Yes, the phone was dead. That much she definitely recalled, and the fear that flourished in that brief, lucid moment gave her another kick of adrenaline. Part of her knew that she should have been completely unconscious by now, but she wouldn’t allow it. Instinct was taking over. It was an almost inexplicable, involuntary, high-gear response to the realization that someone had broken into their house and that Jack was with Katrina, completely unaware. He was in danger and she needed to help. She liked to think it was love that drove her, a kind of love she’d harbored for a long time, as long as she could remember. The feeling was familiar to her, but she was somehow finding it easier to associate that feeling with the distant past than with present events. She tried to resist whatever it was that was pulling her in that direction, fought off the effects of the drug. But she could feel her mind slipping. She found herself retreating to that time and place long ago, where she’d first been tempted to act on her impulse, the God-given instinct to protect a man she loved. Or at least to protect his name.

It had happened when she was nine years old, just two months after her father had committed suicide.

A grinding noise emerged from behind the bathroom door, the girls’ bathroom on the second floor. Cindy stepped out of her room and listened. It definitely wasn’t an electric hair dryer or anything else she’d ever heard coming out of the bathroom. She started down the hall and tried the door knob. The noise stopped.

“Go away!” her sister shouted.

“What are you doing in there?”

“Get out of here!”

The grinding noise was back. Cindy shrugged, then took a bobby pin from her ballerina-style bun and stuck it in the key hole. The lock clicked, and the door popped open.

Celeste grabbed the blender and screamed. “You idiot!”

Cindy was unfazed. She walked in and inspected the mess on the counter. “What are you making?”

“A milkshake. Now will you get out of here, please?”

“Can I have some?”

“No. But if you’re going to come in here, at least close the door.”
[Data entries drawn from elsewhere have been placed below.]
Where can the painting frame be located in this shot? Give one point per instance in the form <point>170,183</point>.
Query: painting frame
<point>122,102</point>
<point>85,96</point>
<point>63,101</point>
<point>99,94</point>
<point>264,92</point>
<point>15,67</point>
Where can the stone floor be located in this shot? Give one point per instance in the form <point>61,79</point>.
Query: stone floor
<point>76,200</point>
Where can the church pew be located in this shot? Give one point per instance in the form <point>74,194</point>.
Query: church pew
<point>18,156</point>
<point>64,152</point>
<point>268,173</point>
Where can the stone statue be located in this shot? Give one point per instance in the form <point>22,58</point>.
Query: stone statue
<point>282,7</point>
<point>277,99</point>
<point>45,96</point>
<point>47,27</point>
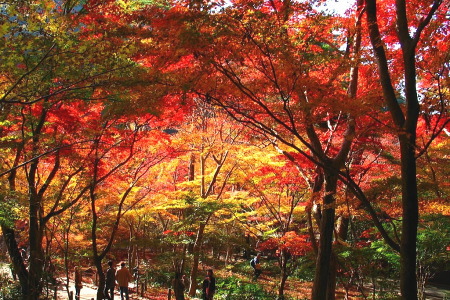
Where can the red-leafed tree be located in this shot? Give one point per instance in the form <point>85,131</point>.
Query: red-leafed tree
<point>400,39</point>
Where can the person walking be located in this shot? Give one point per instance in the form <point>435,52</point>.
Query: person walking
<point>255,263</point>
<point>209,285</point>
<point>123,277</point>
<point>110,282</point>
<point>78,282</point>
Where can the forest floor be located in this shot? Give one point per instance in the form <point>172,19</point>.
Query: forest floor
<point>302,290</point>
<point>298,290</point>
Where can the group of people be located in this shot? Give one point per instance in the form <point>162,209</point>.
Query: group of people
<point>122,277</point>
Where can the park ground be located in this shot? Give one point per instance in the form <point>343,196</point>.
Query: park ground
<point>294,288</point>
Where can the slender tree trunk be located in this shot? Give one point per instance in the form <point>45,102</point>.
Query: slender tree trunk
<point>100,276</point>
<point>195,262</point>
<point>410,216</point>
<point>36,260</point>
<point>19,267</point>
<point>284,274</point>
<point>321,277</point>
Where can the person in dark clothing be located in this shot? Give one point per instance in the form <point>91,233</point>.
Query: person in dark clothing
<point>209,286</point>
<point>110,282</point>
<point>78,282</point>
<point>255,263</point>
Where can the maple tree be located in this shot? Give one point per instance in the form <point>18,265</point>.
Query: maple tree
<point>82,77</point>
<point>405,118</point>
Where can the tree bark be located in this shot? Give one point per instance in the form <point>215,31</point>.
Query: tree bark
<point>321,277</point>
<point>195,262</point>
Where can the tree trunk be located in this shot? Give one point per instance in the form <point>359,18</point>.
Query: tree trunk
<point>410,216</point>
<point>36,260</point>
<point>284,274</point>
<point>323,261</point>
<point>100,276</point>
<point>19,267</point>
<point>195,262</point>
Cindy pushed the door shut, and Celeste locked it. Cindy leaned over the blender and smelled the concoction. “Yuck. It smells like fish.”

“Things that are good for you never smell good.”

“Is there really fish in there?”

“No, genius. It comes in a bottle.”

Cindy checked the label. “Is it really good for you?”

“Yes.”

“Then let’s pour in some more,” she said as she tipped the bottle.

Her sister grabbed it, stopped her. “No. A little is good for you. Too much can kill you.”

“Kill you?”

“Yes. Too much is like poison.”

“What’s in it?”

“Medicine.”

“What kind of medicine?”

“None of your business.”

“Where’d you get it?”

“One of the high school girls. A senior.”